Он был бесстрашен, упрям, в меру задирист и очень хорошо
образован. О политике он умел рассуждать так, что даже у циничных коллег
захватывало дыхание, а зрители присылали в его программу столько писем, сколько
не получала ни одна передача за всю историю отечественного телевидения.
Поговаривали, что за спиной Вешнепольского маячит КГБ и даже
контрразведка, что сам он пребывает в полковничьем звании и что его отец
большой человек в каком-то секретном ведомстве.
Слухи всегда носятся в воздухе. Ничтожества сами создают их
себе, а титаны — не обращают внимания. Иван Вешнепольский был титаном.
— Как Андрюха? — спросил он напоследок, забирая со стола
Михаландреича злосчастный текст. — Все нормально?
— Нормально, — улыбнулась Александра. — С первого января у
него свой эфир.
— Ну, вот тогда он и помается, помяни мое слово. Не забудь
про обед-то!
Он коротко кивнул «молодому», приглашая его следовать за
собой.

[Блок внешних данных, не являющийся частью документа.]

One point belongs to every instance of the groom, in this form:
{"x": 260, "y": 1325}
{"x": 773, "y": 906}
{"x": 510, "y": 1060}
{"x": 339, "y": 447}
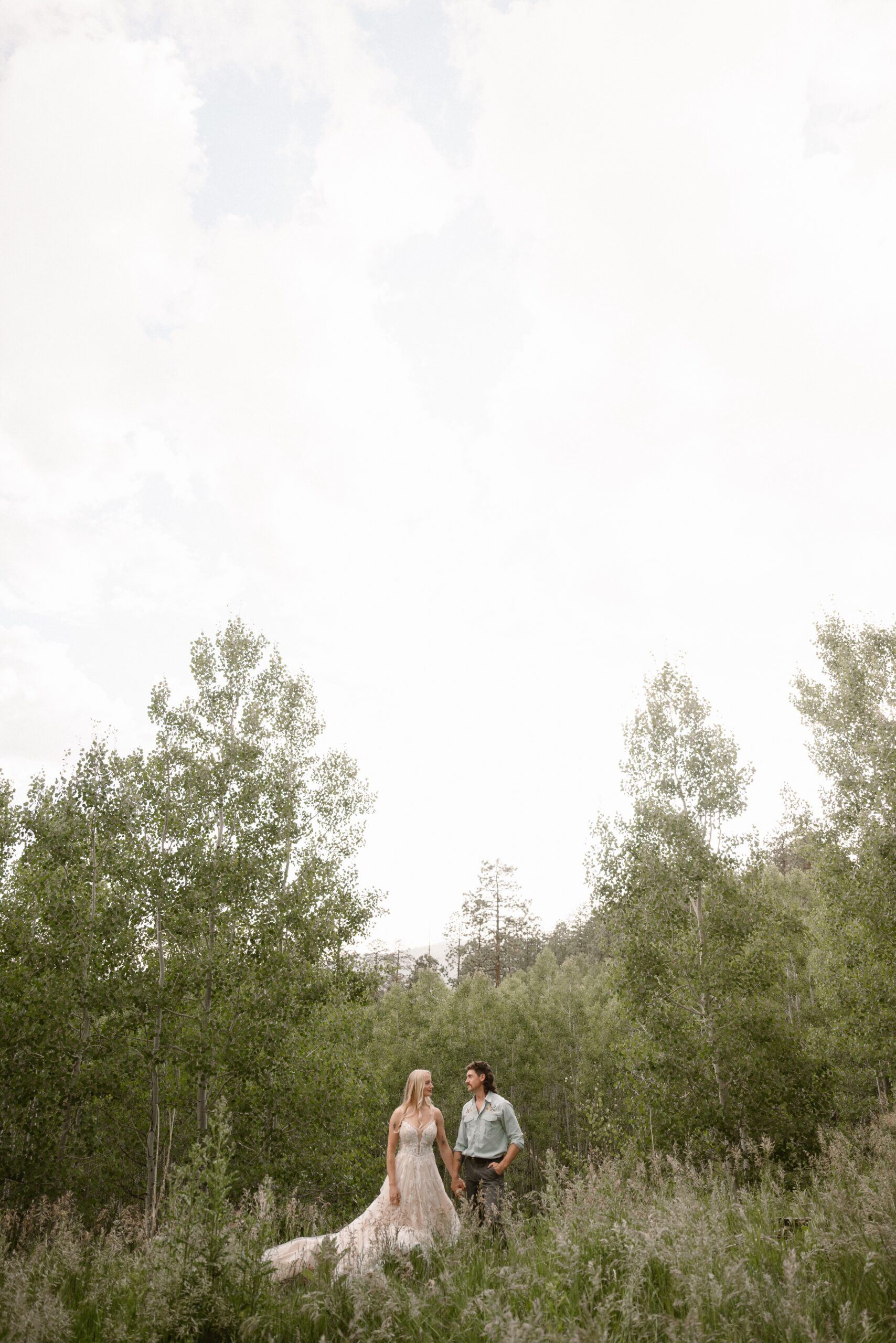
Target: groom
{"x": 487, "y": 1142}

Тот смотрел на него во все глаза. Еще бы, такая знаменитость! Будет что
рассказать семье за ужином или любимой в университетской столовке.

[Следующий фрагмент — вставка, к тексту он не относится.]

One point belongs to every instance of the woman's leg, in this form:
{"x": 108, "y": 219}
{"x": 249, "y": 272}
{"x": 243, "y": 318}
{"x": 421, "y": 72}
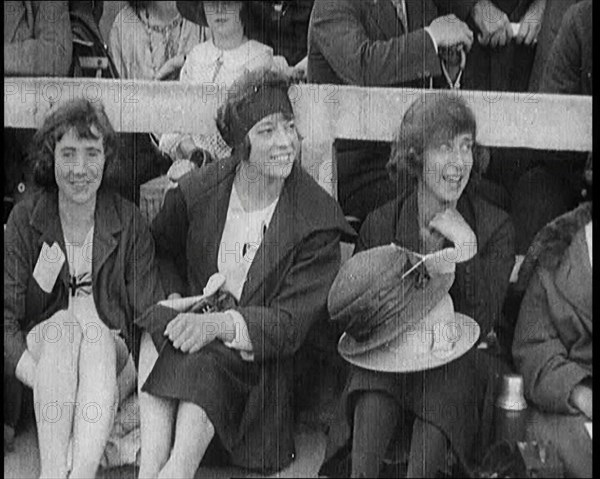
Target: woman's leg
{"x": 376, "y": 416}
{"x": 193, "y": 434}
{"x": 427, "y": 451}
{"x": 97, "y": 398}
{"x": 157, "y": 417}
{"x": 55, "y": 345}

— Чего тебе надо-то, Потапова? Я так и не понял. Увлекся,
понимаешь, этим молокососом…
Михаландреич придвинул к себе следующий текст и, нашарив
рукой пульт, выключил громкость у вечно работающего телевизора в углу комнаты
«Новостей». Александра вытянула у него из-под руки бумаги и отодвинула их на
край стола.
— Что за фамильярности? — грозно спросил шеф-редактор.
— Никакие не фамильярности, Михаландреич! — сказала
Александра. — Поговорите со мной, я уже полчаса сижу.
— Ну говори, — распорядился шеф-редактор. — Куда ты ехать-то
хотела?
— Здесь недалеко, на кладбище. Сегодня у моей бабушки
годовщина, я должна съездить, а после работы уже ночь будет…
Шеф-редактор посмотрел на Александру с сочувствием. Все
знали, что, кроме бабушки, никого из родных у нее не было. Победоносцев не в
счет.
— Езжай, Саша, — сказал Михаландреич. — Только пленку,
которую наснимала, не забудь оставить. Я кого-нибудь посажу за монтаж и за
комментарий. Тебе, поди, и машина нужна?
— Неплохо бы, конечно, — ответила Александра смущенно. — А
то я буду ездить незнамо сколько.
— Водить давно пора, — пробурчал Михаландреич, но машину
все-таки вызвал.
На лестнице Александра вспомнила, что у нее совсем нет
денег, а приезжать к бабе Клаве с пустыми руками стыдно. Искать Андрея было
некогда, поэтому Александра отправилась к Ивану Вешнепольскому.
— Вань, одолжи мне денежек, — попросила она, приоткрыв дверь
его кабинета, где он что-то негромко втолковывал давешнему корреспонденту. —
Совсем ничего нет, а мне нужно…
Улыбаясь до ушей, Иван вылез из-за громадного, заваленного
бумагами стола и пошел к ней, на ходу доставая деньги.
— Сколько тебе? Сто? Двести? — В руках у него были доллары.
— Ты, Вань, совсем оторвался от жизни, — сказала Александра
и заглянула к нему в бумажник. Порывшись, она вытащила бумажку отечественного
производства и помахала ею у него перед носом. — Видел? Запомни, а то будешь
потом в американской валюте требовать.